BACKGROUND: Depression is one of the most common non-motor disorders and neuropsychiatric comorbidities in Parkinson's disease (PD). The pathophysiology of depression in PD patients remains unclear and has been largely unexplored. METHOD: In this study, we employed chemogenetics and pharmacology to modulate the lateral habenula (LHb) and its downstream brain regions, the rostromedial tegmental nucleus (RMTg) and the ventral tegmental area (VTA) in wild type (WT) and 6-hydroxydopamine (6-OHDA) mice, to investigate the potential mechanisms underlying the improvement of PD-related depression. RESULTS: Inhibition of LHb glutamatergic neurons, as well as disruption of the LHb-RMTg pathway, along with inhibition of RMTg GABAergic neurons ameliorates depressive-like behavior in 6-OHDA mice.
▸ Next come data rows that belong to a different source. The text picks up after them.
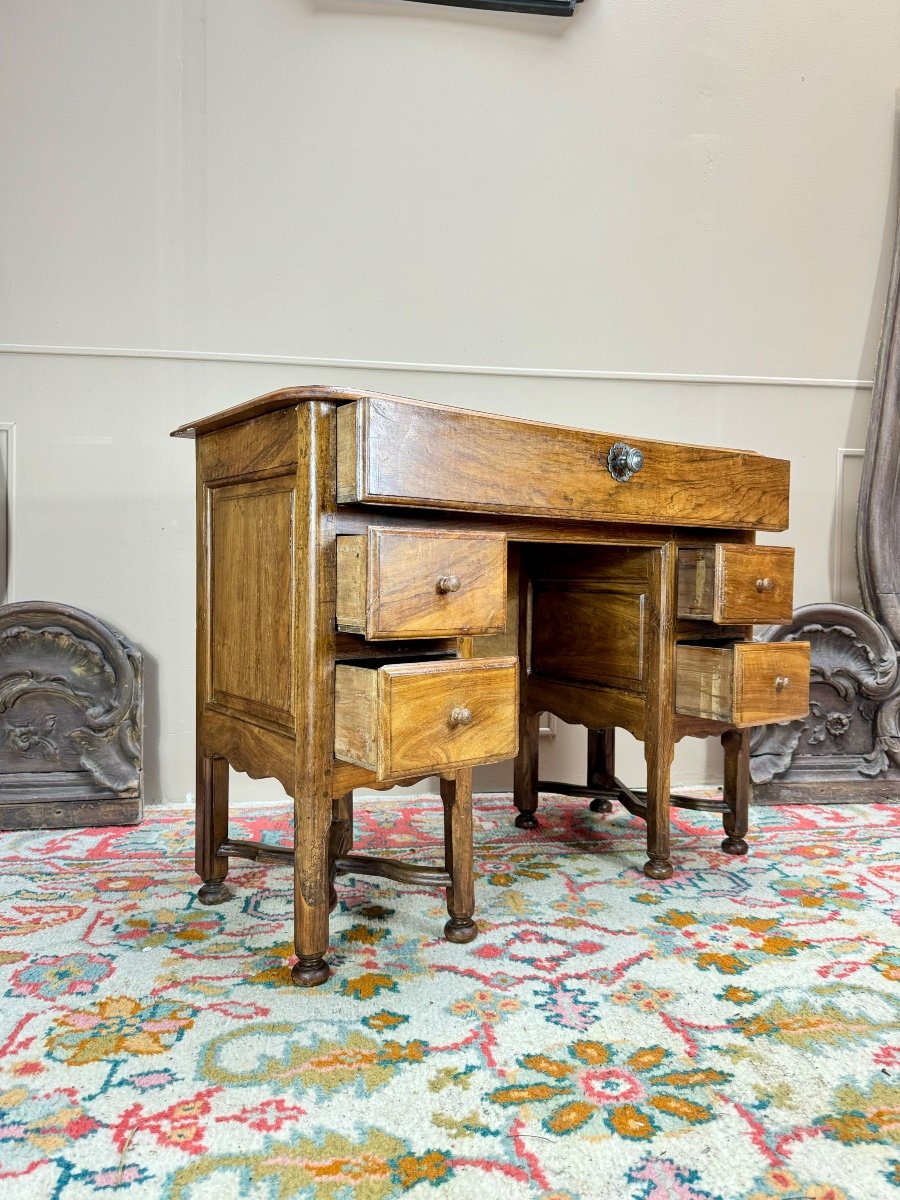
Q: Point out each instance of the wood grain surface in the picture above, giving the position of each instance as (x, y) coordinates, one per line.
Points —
(426, 717)
(393, 451)
(749, 683)
(736, 585)
(421, 583)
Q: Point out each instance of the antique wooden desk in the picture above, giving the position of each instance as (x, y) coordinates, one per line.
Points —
(390, 589)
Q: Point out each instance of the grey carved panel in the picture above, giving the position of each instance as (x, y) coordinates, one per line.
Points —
(71, 703)
(849, 747)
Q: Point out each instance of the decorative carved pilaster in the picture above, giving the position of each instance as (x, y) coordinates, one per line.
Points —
(849, 747)
(71, 693)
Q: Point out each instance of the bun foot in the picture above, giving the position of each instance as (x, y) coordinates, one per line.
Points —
(460, 929)
(310, 972)
(658, 869)
(214, 892)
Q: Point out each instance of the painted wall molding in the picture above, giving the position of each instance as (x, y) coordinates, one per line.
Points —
(7, 511)
(120, 352)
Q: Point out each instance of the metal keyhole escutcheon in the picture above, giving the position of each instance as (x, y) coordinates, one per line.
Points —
(624, 461)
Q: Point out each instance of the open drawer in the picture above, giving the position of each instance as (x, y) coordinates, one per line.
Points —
(733, 585)
(412, 719)
(748, 683)
(405, 583)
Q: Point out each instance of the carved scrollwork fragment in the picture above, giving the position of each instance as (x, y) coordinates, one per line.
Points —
(70, 719)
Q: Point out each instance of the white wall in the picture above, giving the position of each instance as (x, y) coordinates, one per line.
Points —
(665, 219)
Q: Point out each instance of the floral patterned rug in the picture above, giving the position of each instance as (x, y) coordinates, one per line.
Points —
(731, 1033)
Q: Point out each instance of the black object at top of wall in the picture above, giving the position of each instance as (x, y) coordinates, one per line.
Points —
(545, 7)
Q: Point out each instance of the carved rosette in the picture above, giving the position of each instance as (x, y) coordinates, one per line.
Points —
(849, 747)
(71, 693)
(853, 699)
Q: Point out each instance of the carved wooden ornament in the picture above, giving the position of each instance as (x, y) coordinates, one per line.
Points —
(71, 693)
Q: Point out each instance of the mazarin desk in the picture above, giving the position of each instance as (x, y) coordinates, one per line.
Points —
(390, 589)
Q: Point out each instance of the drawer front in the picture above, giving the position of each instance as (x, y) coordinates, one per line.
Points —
(749, 683)
(421, 583)
(396, 451)
(736, 585)
(409, 720)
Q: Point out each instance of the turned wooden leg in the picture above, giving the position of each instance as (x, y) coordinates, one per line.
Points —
(211, 829)
(736, 744)
(315, 623)
(312, 837)
(456, 795)
(601, 766)
(340, 841)
(659, 751)
(525, 772)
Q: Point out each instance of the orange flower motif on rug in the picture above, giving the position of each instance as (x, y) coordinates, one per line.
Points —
(629, 1092)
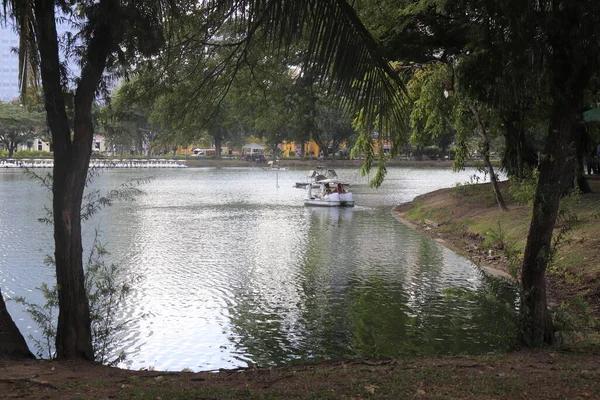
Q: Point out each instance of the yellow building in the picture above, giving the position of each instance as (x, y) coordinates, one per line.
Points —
(291, 149)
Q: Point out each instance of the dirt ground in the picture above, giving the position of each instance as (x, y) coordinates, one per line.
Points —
(541, 374)
(457, 221)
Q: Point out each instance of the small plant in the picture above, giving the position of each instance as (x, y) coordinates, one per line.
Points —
(523, 191)
(107, 286)
(500, 241)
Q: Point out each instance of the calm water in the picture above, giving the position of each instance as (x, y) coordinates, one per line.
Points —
(236, 271)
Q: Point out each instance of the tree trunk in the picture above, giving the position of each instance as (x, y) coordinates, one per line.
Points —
(12, 343)
(71, 163)
(538, 326)
(485, 149)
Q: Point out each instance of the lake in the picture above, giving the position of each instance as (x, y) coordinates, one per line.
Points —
(235, 271)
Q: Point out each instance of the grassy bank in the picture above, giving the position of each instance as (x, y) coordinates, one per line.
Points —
(467, 219)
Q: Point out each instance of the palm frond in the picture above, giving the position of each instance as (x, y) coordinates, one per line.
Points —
(21, 11)
(339, 51)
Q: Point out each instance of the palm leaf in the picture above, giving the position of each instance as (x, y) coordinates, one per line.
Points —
(339, 51)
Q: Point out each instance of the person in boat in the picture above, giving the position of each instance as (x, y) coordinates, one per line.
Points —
(339, 189)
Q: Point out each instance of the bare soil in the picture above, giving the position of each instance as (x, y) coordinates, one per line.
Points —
(464, 219)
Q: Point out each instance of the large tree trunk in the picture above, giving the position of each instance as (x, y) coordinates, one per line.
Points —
(12, 343)
(485, 149)
(538, 326)
(71, 162)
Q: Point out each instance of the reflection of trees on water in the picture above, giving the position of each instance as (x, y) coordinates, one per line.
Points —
(387, 298)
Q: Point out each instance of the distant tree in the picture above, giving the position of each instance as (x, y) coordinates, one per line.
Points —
(18, 124)
(110, 35)
(12, 343)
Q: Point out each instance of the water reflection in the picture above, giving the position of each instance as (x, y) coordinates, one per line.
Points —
(236, 271)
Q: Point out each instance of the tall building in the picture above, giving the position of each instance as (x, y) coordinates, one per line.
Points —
(9, 64)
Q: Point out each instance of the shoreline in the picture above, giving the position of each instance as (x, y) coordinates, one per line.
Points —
(426, 230)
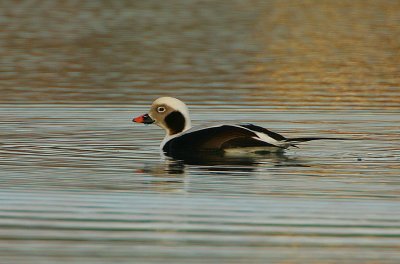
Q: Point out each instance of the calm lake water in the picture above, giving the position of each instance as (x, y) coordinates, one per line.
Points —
(81, 183)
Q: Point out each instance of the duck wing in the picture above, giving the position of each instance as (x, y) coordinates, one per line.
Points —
(223, 137)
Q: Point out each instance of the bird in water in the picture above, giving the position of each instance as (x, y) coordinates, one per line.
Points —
(172, 115)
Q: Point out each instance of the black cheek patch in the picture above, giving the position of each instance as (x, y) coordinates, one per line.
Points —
(175, 122)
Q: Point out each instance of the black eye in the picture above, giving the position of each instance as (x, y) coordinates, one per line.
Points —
(161, 109)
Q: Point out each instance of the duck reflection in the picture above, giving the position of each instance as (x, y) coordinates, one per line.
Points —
(226, 162)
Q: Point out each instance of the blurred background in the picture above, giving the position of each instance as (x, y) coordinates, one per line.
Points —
(336, 54)
(80, 183)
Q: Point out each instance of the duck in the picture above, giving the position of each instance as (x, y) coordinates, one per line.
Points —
(172, 115)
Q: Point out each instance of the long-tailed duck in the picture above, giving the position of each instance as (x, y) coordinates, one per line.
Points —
(173, 115)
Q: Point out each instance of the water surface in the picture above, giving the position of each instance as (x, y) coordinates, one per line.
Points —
(80, 183)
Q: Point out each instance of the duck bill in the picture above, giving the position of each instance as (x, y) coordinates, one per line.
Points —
(145, 119)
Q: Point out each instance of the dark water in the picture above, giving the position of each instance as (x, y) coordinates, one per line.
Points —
(80, 183)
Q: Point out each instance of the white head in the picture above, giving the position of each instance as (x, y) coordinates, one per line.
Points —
(169, 113)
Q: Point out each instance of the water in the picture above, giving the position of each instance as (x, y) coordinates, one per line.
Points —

Conversely, activation of LHb glutamatergic neurons, the LHb-RMTg pathway, and activation of RMTg GABAergic neurons exacerbated depressive-like behavior in WT and 6-OHDA mice. Notably, either inhibition or activation of the LHb-VTA pathway did not produce any significant changes in depressive-like behavior in WT and 6-OHDA mice. Additionally, activation of VTA DAergic neurons effectively ameliorating depressive-like behavior in 6-OHDA mice. CONCLUSIONS: Inhibition of the LHb glutamatergic pathway ameliorates depressive-like behaviors in 6-OHDA PD mice model. These findings offer new insights for advancing research and developing novel treatments for PD-related depression.